= Ertar =

Ertar is an alternative reality project, created by a group of Czech science fiction fans, led by D.Cap. The theme evolved from work on an officially unrecognized fan magazine named Light Years (Svetelne roky), founded in 1982, that as mainly a means of information on science fiction movies seen abroad. From the year 1985 on regular meetings of the fan magazine readers (READERCON) were organised.

After November 1989 more science fiction films started to be accessible in Czechoslovakia and the fan club turned to a wider spectrum of activities. Though the film fan magazine continued its existence, the club activities were centered on creating a modern Utopian republic known as Ertar situated on a planet Ergea. Special conventions (ERCON) and new-year meetings (KVIDO) take place every year, contributing new facts to the mosaic of this parallel world.

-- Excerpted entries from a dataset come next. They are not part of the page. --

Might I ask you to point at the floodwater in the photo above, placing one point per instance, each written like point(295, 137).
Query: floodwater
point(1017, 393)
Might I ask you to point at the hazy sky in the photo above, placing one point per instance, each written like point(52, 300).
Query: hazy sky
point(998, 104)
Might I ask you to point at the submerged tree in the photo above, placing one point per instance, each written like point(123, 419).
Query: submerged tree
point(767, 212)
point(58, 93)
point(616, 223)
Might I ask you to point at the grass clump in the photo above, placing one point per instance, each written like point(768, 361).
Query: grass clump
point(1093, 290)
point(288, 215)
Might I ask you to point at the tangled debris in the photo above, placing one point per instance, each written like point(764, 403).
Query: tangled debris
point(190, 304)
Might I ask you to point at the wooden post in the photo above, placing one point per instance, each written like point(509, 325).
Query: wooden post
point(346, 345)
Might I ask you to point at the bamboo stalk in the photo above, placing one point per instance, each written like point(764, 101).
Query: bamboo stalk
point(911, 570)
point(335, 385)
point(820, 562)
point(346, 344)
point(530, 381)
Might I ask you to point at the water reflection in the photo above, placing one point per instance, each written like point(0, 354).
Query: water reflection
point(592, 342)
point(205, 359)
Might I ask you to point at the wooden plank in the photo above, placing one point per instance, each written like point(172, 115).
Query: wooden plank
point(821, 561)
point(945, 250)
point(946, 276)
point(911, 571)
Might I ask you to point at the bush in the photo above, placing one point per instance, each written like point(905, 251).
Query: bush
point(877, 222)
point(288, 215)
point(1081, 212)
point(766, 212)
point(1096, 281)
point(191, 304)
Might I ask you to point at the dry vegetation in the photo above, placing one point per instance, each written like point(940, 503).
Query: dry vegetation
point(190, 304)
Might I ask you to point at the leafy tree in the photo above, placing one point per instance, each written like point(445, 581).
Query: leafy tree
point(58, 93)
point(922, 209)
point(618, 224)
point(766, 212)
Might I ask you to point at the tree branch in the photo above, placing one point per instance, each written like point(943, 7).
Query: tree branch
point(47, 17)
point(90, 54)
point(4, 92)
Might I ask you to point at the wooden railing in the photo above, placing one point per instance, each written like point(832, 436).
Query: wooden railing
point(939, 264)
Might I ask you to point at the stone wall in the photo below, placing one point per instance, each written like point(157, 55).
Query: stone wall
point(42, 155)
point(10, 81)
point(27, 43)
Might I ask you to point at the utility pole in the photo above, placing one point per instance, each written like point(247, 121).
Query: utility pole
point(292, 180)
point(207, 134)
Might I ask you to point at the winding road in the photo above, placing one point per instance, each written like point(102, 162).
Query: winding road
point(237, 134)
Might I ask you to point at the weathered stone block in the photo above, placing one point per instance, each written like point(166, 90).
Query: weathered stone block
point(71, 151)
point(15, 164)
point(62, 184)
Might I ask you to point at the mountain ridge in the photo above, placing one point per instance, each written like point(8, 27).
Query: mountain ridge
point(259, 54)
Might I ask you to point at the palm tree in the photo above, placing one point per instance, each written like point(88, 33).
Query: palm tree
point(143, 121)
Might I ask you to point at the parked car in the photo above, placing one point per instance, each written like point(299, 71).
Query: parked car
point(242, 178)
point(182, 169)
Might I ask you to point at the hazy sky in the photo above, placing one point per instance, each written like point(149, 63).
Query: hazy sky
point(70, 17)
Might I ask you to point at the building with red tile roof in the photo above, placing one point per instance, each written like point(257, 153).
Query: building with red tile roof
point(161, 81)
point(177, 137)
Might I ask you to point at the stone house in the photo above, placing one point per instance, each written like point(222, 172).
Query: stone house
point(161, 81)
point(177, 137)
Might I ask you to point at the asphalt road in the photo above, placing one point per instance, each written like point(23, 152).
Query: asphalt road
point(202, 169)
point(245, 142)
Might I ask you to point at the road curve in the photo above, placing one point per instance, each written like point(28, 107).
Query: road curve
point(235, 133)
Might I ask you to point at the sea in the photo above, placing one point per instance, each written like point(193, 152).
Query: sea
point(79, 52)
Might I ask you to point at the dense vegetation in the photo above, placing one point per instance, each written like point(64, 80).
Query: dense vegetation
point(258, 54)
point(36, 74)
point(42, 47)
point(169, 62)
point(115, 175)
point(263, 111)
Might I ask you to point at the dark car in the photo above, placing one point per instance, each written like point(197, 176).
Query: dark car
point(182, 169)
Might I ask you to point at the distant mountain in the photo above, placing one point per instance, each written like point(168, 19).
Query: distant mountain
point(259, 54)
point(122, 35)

Fan activities ("Ertology") are based on creating reports on a parallel world named Ertar, on the planet Ergea, manufacturing artifacts "brought" from there, and taking an active part in science fiction conventions. Honorary members of the fan club included famous Czech writer and musician Jaroslav Velinský (Kapitán Kid), whose songs were used in the "restoration" of some Ertarian artifacts. In the recent years the importance of the fan magazine Light Years is gaining again. Instead of providing a basic information of unavailable SF movies the magazine provides guiding in the growing pool of SF movies now available.